Posted 8/4/2011   Updated 8/8/2011 Email story   Print story

    


by Capt. Kathleen Ferrero
Air Mobility Command Public Affairs


8/4/2011 - SCOTT AIR FORCE BASE, Ill. -- With a new boss in the office, suddenly everything he did was perceived differently. Before, he was organized. Now it was "controlling." Before, he was creative. Now it was "haphazard."

It plunged him into the "basement" of his psyche. As clinical psychologist Dr. Robert Wicks described the experience, he said, "It's not the amount of darkness in the world that matters. It's how you stand in that darkness."

Wicks earned a standing ovation after speaking about spiritual resiliency at an Air Mobility Command conference of 32 chaplains and chaplain assistants July 20 at Scott Air Force Base, Ill.

One goal of the three-day conference was to equip the chaplains and chaplain assistants to "know how to say yes to the right things, and sometimes no. Otherwise, you will burn out. And that's not a resilient chaplain corps," said AMC Command Chaplain (Col.) Gary Linsky during the opening remarks.

In his most recent book, Wicks defines resilience as "the ability to meet, learn from, and not be crushed by the challenges and stresses of life." While sitting on a table in front of the conference audience, Wicks further described spiritual resilience as the ability "to breathe easily, to have trust, to be free from fear."

He encouraged the conference audience to do three things: set aside two minutes of time a day for reflection; nurture the mind with healthy, enjoyable pastimes; and get real about personal limits.

During the described low point in his life, Wicks said he was forced to "start living in the 'now.'" He said that, most of the time, "We're either in the future doing great things or living in the silver casket of nostalgia. ... (But) you can't be frightened when you're living in the now."

Two minutes a day of reflection can help, he said. Taking this quiet time to "reset," especially if a person is stressing both in both their personal and professional lives, can help them prevent losing themselves completely.

"It's not nice: It's necessary. Otherwise, the only time you find perspective is when things are awful," Wicks said.

Reflection is a sense of "unlearning" and self-awareness, he said.

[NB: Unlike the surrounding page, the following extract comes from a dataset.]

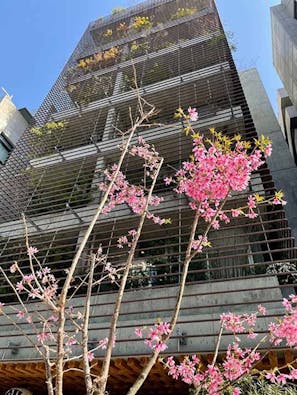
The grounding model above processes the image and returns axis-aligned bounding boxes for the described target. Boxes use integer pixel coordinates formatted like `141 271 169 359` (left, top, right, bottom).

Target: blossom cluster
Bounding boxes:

"For chaplains, spirituality is rooted in faith in God and practiced through a variety of religiously centered spiritual disciplines. However, chaplains also recognize that spirituality takes many forms -- some religious in nature, some not. For instance, jazz music is a spiritual experience (for me)," said Ch. Lt. Col. William Ziegler III, who served as wing chaplain at the Air Force Academy.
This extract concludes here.